Memorial plaque to Wilhelmine Luise Mencken in Kladow

From 1785 Mencken was married to Johanna (Anna) Elisabeth Schock, widow of the Potsdam tobacco manufacturer Pierre Schock and daughter of the forester Wilhelm Reinhard Boeckel. The couple had two children: the son Samuel Karl Ludwig became the Prussian chief magistrate in Königswusterhausen. The daughter Wilhelmine L (o) uise (1789-1839) was the mother of Otto von Bismarck . Most recently Mencken lived in his manor house built by David Gilly on Gut Neu- Kladow near Berlin. Spa trips to Bad Pyrmont could not improve his health.

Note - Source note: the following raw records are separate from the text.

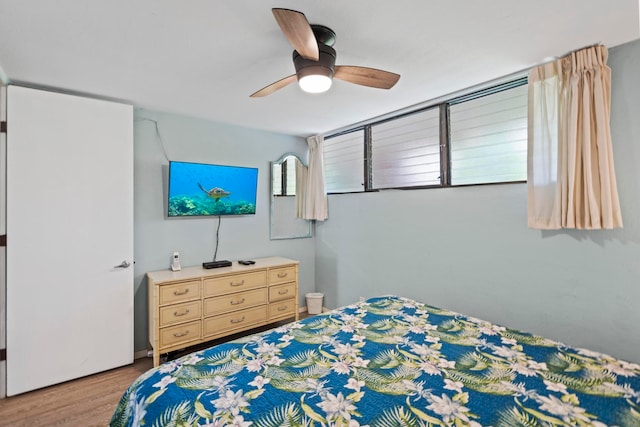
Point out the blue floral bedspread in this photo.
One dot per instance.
(388, 361)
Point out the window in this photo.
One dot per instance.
(405, 152)
(488, 138)
(478, 138)
(344, 162)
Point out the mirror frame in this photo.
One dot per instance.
(293, 235)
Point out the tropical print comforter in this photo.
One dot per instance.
(387, 361)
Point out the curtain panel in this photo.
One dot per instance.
(316, 195)
(302, 173)
(571, 178)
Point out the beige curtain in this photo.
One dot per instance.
(571, 178)
(316, 196)
(302, 173)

He died at the age of 49. In retrospect, Freiherr vom Stein characterized him as “a liberal-thinking, educated, sensitive, benevolent man with the most noble attitudes and intentions”.

literature

Web links

Remarks

  1. The ADB and NDB indicate Potsdam as the location, according to the Prussian Chronicle the location is unknown.
  2. a b c d e f g Ina Ulrike Paul:  Mencken, Anastasius Ludwig. In: New German Biography (NDB). Volume 17, Duncker & Humblot, Berlin 1994, ISBN 3-428-00198-2 , pp. 35-37 ( digitized version ).
  3. Martin Philippson: History of the Prussian state from the death of Frederick the Great up to the wars of freedom. 1880, p. 202. Quoted in: Ingeburg Charlotte Bussenius: Die Prussische Verwaltung in Süd- und Neuostpreussen, 1793–1806. Quelle & Meyer, Heidelberg 1960, p. 133.
  4. ^ Paul BailleuMencken, Anastasius Ludwig . In: Allgemeine Deutsche Biographie (ADB). Volume 21, Duncker & Humblot, Leipzig 1885, p. 313 f.